Dans le langage pensé, on appelle cela l'Algérie plurielle : l'Algérie arabe, l'Algérie amazighe, l'Algérie juive, l'Algérie chrétienne, l'Algérie ottomane, l'Algérie espagnole?etc. L'une mange presque toutes les autres, les nie, les appauvrit, les exclut, les refuse. L'Algérie amazighe essaye de survivre. Parfois on lui tire dessus, parfois c'est la prison, le chant, la rébellion, la tentation d'autonomie, la dignité. Douloureuse, arrachée à la terre vers la montagne, méprisée, repoussée mais résistante. L'Algérie espagnole est en ruine. Des murs, des frontons, quelques forts et presque rien dans les manuels scolaires. L'Algérie ottomane est curieusement vécue : revendiquée par les descendants des Koulouglis comme une racine, elle est incolore dans la mémoire : on en a hérité le mode de gouvernance, la régence, la façon de désigner le Dey du moment et les présidents, la pensée janissaire, les modes de milices et le mépris Cité/Tribu. L'Algérie chrétienne est encerclée, à peine tolérée, niée elle aussi. Réduite à un poids mort sur une croix effacée : on la traite comme une entité exogène, étrangère alors qu'elle a participé à la guerre de Libération, qu'elle a habité le pays avant l'Islam, qu'elle a enfanté Saint Augustin et ses Confessions et qu'elle a été là pendant la décennie noire, la guerre grise, la paix floue. Elle a payé de son sang, des siens et essaye de faire modeste figure parce qu'elle sait que le pays est susceptible, malade de ses racines, violent et emporté. On essaye de la lier au Vatican pour mieux la cerner dans le statut de « l'Etrangère » là où elle affirme son algérianité mais avec résignation au silence. L'Algérie saharienne, elle aussi réduite au silence et à la dune, soupçonnée de sédition, traitée comme une vache renversée, pis en l'air. Visitée dans l'exotisme et tenue à distance par un barrage vert dans la tête noire.

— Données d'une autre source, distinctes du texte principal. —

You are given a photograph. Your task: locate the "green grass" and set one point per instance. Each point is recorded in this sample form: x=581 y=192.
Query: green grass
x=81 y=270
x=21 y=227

Reste l'Algérie juive. Celle-là est aussi ancienne que le pays et même plus ancienne que lui. Elle n'est pas enseignée, elle est stigmatisée, objet d'hystérie et d'hallucinations. Elle est évoquée comme une peste ancienne, confondue avec le sionisme dénoncé, la question palestinienne et la réponse « arabe ». Elle est chantée, rejetée, refusée, interdite de territoire et de mémoire et pourtant elle est là. En silence et persistance. Elle a partagé le sel et le quartier, la guerre ou le refus de guerre, la colonisation subie ou désirée. Elle est divisée comme le pays et son ventre. Nos grands-parents la vivaient avec calme, les générations arabo-bathistes la vivent comme une hantise, une trahison et un complot étranger. C'est donc cette Algérie juive qui, pendant quelques heures, a été assumée, puis vite pliée et rangée après l'enterrement de l'acteur français Roger Hannin. Images inédites pour les générations Benbouzid de l'enterrement dans un cimetière israélite, avec le rite du lieu. Le juif d'Algérie ayant été effacé de la mémoire, des plats, des souvenirs, des livres et de l'histoire épique. Cela réveilla une curiosité mais provoqua cette hideur de ceux qui ont criée « au juif ! ». Espace de contradiction du régime qui enterre dignement un ami de l'Algérie mais qui fabrique dans les écoles la haine de l'autre, de l'étranger et qui efface nos Algéries pour le bénéfice morbide d'une seule. Déni de l'histoire, protocole de la sépulture. On n'est accepté dans sa différence que mort. Vous pouvez visiter l'Algérie mais dans une tombe.

Algérie plurielle donc, refusée par l'Algérie de l'histoire unique et de l'identité dite arabe. Algérie rêvée de notre guérison, refusée par l'Algérie hideuse de nos dénis et qui est inculquée à nos enfants dans les écoles, perpétuée par l'Algérie islamiste qui dessine un nouveau territoire à la place de celui de nos mémoires, histoires et martyrs. Algérie résistante face à celle qui veut tout dévorer. Algérie fragile et qui, pourtant, a survécu à toute les colonisations. Et qui survivra à la haine de soi d'aujourd'hui, aux journaux Talibans et aux écoles sinistrées, cheikhs « gynécologues » et générations « je suis n'importe quoi ». Algérie de Hannin, Assia Djebbar, Dib, Messali, Maatoub, Massinissa, l'Emir et autres morts bienveillants.